- Born: 1924 (age 101–102) Saskatchewan, Canada
- Military career
- Allegiance: Canada
- Branch: Canadian Army
- Service years: 1941–1945
- Unit: Calgary Highlanders;
- Conflict: World War II Normandy landings; ;
- Awards: Legion of Honour

= Joseph Vogelgesang =

Canadian army general (born 1924)

Joseph Vogelgesang (born 1924) is a Canadian veteran of World War II. He was part of the Calgary Highlanders infantry regiment that landed on Juno Beach during the Normandy landings on June 6, 1943. On the 80th anniversary of the landings, he was awarded the Legion of Honour, France's highest honour, by the French Consul General for his involvement in the liberation of France.

== Early life and service ==
Vogelgesang was born in 1924 and was the second of ten children. He worked on his family's farm in rural Saskatchewan. At the age of 17, he enlisted in the Canadian Army where he subsequently trained in Regina, Saskatchewan and Brandon, Manitoba.

He volunteered for with the Calgary Highlanders infantry regiment and was deployed to England in early 1944. At the age of 19, he landed on Juno Beach during the Normandy landings.

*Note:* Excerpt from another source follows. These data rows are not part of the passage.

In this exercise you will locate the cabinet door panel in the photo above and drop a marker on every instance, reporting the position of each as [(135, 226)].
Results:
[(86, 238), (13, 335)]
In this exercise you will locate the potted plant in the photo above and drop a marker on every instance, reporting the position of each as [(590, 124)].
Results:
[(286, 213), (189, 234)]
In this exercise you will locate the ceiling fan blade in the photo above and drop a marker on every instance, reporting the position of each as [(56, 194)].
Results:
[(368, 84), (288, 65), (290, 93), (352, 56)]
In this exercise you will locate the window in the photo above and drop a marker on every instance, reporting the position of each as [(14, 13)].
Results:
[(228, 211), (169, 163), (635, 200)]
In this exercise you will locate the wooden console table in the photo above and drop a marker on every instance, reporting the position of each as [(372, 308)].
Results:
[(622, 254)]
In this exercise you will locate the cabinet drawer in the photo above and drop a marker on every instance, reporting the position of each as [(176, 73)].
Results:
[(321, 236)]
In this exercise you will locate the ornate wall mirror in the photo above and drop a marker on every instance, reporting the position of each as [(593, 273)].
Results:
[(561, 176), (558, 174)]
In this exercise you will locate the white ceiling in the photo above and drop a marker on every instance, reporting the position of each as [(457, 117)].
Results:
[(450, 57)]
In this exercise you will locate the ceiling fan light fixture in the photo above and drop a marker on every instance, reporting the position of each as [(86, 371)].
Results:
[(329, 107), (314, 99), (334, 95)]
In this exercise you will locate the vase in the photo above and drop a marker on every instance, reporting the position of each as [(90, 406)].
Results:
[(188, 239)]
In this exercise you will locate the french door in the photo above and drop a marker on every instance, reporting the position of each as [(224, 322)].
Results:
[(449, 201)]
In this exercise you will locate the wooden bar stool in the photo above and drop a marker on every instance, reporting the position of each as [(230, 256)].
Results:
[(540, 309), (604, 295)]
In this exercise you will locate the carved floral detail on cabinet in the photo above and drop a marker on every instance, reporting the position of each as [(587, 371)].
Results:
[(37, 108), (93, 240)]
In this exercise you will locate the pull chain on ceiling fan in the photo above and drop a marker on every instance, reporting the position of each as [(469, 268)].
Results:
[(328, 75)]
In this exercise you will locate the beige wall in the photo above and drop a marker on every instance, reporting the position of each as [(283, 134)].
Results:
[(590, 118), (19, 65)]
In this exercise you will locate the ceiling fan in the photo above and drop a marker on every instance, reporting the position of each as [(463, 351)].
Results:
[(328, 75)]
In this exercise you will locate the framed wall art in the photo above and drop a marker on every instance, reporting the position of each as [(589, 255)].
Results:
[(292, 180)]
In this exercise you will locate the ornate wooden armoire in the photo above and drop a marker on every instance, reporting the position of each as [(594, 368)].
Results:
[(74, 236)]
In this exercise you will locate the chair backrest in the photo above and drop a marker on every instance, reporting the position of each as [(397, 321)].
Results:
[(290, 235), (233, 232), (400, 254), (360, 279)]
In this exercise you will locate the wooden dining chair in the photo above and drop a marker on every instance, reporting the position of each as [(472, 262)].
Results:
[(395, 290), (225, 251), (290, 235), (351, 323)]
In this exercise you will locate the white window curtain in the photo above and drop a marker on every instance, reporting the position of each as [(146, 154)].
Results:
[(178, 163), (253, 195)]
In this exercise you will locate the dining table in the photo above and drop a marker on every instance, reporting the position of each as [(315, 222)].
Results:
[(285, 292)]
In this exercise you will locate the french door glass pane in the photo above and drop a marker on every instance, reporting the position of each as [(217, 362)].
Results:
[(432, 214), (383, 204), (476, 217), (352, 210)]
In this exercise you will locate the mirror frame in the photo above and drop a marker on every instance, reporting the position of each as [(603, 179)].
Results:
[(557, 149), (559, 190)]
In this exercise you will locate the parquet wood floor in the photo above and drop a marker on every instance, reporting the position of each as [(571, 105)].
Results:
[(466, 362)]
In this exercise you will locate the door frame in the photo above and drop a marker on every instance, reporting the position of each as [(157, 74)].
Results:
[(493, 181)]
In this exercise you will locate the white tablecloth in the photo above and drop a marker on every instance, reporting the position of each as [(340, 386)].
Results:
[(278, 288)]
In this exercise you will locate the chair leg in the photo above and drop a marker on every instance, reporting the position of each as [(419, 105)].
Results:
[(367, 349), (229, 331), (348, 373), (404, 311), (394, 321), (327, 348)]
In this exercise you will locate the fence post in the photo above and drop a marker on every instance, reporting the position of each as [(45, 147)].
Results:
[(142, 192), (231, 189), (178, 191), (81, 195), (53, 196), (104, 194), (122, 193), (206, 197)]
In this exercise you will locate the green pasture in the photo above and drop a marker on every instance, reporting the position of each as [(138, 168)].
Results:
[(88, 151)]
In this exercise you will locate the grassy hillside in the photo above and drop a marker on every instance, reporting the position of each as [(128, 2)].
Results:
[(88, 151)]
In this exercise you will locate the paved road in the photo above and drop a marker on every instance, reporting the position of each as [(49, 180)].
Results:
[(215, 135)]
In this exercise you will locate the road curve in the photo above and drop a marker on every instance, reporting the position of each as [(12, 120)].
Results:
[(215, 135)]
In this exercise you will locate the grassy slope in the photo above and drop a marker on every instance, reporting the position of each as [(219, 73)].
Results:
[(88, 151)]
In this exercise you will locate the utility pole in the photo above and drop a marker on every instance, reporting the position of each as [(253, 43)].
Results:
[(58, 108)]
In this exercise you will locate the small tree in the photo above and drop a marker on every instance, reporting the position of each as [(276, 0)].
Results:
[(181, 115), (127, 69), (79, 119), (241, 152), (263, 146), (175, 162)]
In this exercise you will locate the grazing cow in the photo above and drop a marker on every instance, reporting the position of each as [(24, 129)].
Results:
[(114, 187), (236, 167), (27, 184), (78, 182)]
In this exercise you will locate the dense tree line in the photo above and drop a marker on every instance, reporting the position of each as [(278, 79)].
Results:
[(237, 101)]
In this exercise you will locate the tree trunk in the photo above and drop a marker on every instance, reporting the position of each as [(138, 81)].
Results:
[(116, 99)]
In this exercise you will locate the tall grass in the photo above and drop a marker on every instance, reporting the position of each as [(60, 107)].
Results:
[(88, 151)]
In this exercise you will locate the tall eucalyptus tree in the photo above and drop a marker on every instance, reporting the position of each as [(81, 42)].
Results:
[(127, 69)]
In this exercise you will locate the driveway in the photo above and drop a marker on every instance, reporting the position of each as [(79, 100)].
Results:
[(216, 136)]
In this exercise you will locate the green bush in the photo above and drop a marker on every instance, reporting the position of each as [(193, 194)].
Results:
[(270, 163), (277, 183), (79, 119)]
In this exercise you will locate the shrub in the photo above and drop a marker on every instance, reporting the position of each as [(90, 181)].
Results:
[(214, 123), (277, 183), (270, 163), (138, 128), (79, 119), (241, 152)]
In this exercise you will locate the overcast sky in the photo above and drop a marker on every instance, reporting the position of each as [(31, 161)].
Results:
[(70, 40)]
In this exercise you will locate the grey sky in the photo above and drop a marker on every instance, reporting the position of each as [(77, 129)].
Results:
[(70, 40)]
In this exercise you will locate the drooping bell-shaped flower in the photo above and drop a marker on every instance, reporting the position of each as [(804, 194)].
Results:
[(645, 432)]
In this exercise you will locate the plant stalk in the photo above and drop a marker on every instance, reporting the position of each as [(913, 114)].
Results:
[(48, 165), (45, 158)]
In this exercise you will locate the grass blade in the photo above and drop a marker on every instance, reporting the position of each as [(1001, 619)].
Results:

In 2024 he was awarded the Legion of Honour for his part in the landings and liberation of France by French Consul General Nicolas Baudouin. Reflecting on the anniversary of the landings, he told the Canadian Press of an interaction just prior to landing on Juno Beach,"My sergeant told me, if you live for the next 48 hours, you will live for a long time, and I learned a lot in 48 hours." "Nobody wins in a war," he told the Canadian Press while expressing a hope that if people understood the cruelty of war there would be less "need for the military in future".

Following the surrender of Nazi Germany to the Allies, Vogelgesang stayed as part of the peace core until June 1945 when he returned to Canada.

== Personal life ==
Vogelgesang was one of ten children growing up. He has three children, seven grandchildren, and four great-grandchildren. He now lives in Abbotsford, British Columbia.